Nick Bilton, the Times tech blogger, writes in his new book, I Live in the Future & Here’s How It Works about the “consumnivore” — an information-hungry consumer who wants the latest news now. But for this new information consumer, information isn’t just a quest for information. It’s also a social experience, shared with people from Twitter, Facebook, email, or other social media. In other words, if you aren’t looking for news, the news will find you. Good journalism will still be found, even without the high-energy SEO pumping of a daily newsroom — largely, I think, because of the new power of news as a social experience.

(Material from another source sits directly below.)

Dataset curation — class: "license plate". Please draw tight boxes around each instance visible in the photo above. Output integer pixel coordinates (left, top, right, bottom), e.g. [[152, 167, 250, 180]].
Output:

This isn’t a myth. At the Pulitzer celebration at The New York Times on April 12, 2010, New York Times Magazine editor Gerald Marzorati noted the following in his celebratory speech for sharing the Pulitzer with Propublica for Investigative Reporting for a story about a New Orleans hospital during Katrina: “[Long form journalism is] our most viewed and most emailed…It does matter to readers. It stops the reader. It slows the reader down.”

Was Memorial Medical Center, the hospital in the story, a hot search term? Probably not. Were 13,000 words likely to produce the quick hits of information that the consumnivore hungers for? No. But the story still reached a substantial audience, person to person. And as it was read by more and more people, it likely climbed up Google’s rankings for those people who were searching for articles about Katrina.

So, if used properly, SEO and audience tracking make newsrooms more accountable to their readers without dictating bad content decisions — and it can help newsrooms focus on reader needs. What is a story if it is never read? SEO won’t kill journalism; it will only enhance how we find and use news.